April 25, 2018
Report: Succession Planning Is about Sustainability Planning

March 24, 2017 — Sustainability planning—not just preparing for the "looming leadership transition" at Greater Boston nonprofits driven by expected retirements among Baby Boomers—is key to ensuring organizational vitality after a new leader comes on board, according to a report released today by The Boston Foundation.

"The lack of organizations with a succession plan or an emergency succession plan combined with the large percentage (46%) of leaders reporting frail, operationally, and financially challenged organizations suggests not only that organizations are unprepared for transitions, but that it is time to shift our focus to a more holistic organizational sustainability planning frame," according to The Boston Foundation (TBF).

The report, Opportunity in Change: Preparing Boston for Leader Transitions and New Models of Nonprofit Leadership, based on input from 108 Greater Boston nonprofit leaders and 33 Greater Boston nonprofit board members, follows up on a similar study, Leadership New England completed two years ago by Third Sector New England (TSNE), a Boston-based nonprofit that provides management resources to other nonprofits.

According to the new report, 45% of Greater Boston nonprofit leaders are 55 years of age or older, and 78% of area nonprofit leaders plan to step down within five years: 5% within a year, 31% within one to two years, and another 42% within three to five years.

However, the report notes, 72% of 10 Greater Boston nonprofit leaders and board members say their organizations do not have a succession plan. According to TBF's Giving Common database on nonprofits, only about 10% of nonprofits report having a succession plan.

The 2015 TSNE report found that nearly two-thirds of Massachusetts nonprofit executives planned to leave their jobs by 2020, and that 60% of those organizations did not have a succession plan.

In 2011, a national survey of 3,000 nonprofit leaders conducted by San Francisco-based CompassPoint Nonprofit Services and the Meyer Foundation in Washington, DC, found that two-thirds of nonprofit executive directors planned to leave their jobs by 2016. The 2011 report followed up on a similar study conducted in 2006 and yet another one in 2001, which reported that three out of four executives said they planned to leave their jobs within five years.
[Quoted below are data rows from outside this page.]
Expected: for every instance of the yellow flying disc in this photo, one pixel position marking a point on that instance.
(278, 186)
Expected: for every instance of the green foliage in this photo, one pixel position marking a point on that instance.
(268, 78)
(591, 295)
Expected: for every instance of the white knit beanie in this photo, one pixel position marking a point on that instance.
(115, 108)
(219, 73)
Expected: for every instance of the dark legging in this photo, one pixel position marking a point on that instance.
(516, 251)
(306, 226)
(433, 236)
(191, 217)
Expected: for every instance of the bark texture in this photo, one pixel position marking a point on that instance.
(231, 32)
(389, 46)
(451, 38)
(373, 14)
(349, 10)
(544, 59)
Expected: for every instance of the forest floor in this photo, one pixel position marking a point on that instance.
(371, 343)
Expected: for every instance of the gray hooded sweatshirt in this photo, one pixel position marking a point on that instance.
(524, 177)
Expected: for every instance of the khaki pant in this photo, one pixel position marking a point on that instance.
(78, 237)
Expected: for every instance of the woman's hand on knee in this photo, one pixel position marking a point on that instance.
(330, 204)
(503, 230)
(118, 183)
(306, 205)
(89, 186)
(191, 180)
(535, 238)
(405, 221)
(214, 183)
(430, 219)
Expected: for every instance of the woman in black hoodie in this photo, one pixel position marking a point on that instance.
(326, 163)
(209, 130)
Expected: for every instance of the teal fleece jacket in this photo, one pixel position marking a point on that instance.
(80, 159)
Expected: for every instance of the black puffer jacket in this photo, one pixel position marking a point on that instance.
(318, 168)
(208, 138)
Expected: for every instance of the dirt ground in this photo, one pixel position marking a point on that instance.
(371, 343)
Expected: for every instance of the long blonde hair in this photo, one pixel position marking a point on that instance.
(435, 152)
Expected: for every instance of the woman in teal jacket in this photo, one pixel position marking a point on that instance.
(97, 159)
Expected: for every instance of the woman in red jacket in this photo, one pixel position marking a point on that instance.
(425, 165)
Hez Norton, TSNE director of partnerships and leadership initiatives, speaking to a gathering of 200 nonprofit leaders in connection with today's report, said a delay in Baby Boomer retirements over the past decade was likely due to the Great Recession which diminished retirement funds and the fact "that leaving is really hard."

He added that the leadership transition planning discussion "is often a taboo conversation" for many organizations: leaders avoid it for fear of signaling they want to leave prematurely; boards shy away from it because they don't want to mistakenly convey they want leaders to depart.

Focusing exclusively on succession planning, the report noted, may "result in unintended consequences such as encouraging boards and staff to focus exclusively on who the organization’s next leader will be, missing the chance to consider other options for leadership and/or organizational structure that could ready organizations to more effectively deliver on the organization’s mission and better ensure the organization’s sustainability into the future."

According to TBF, "Thinking outside the traditional leadership structures and management boxes can help organizations weather transitions well and be more sustainable," and may include flatter organizations, shared leadership models, and mergers or strategic alliances.

Moreover, according to the report, nonprofits need to pay attention to board transitions. Sixty-one percent of current Greater Boston area board members are 55 years of age or older, and 39% are 65 or over, similar to their peers across New England.

Nonprofit leaders participating in the study cited three key challenges affecting their organizations' ability to sustain themselves:
  • Fund development remains a chronic pain point for leaders and their boards. In Greater Boston, 59% of leaders and 46% of board members identified fund development as their most challenging issue.

  • Leaders reported operational challenges inherited from previous leaders when they took the helm at their organizations. Almost half of leaders in Greater Boston (45%) report inheriting organizations that were faltering, frail, dysfunctional or requiring a turnaround.

  • Nearly one quarter of Greater Boston leaders report being dissatisfied or very dissatisfied with their board’s performance, which is often cited as the top reason for a leader’s departure. Leaders report that they need more from their boards, including fundraising support, organizational strategy and vision, productive performance feedback and a focus on improving overall governance.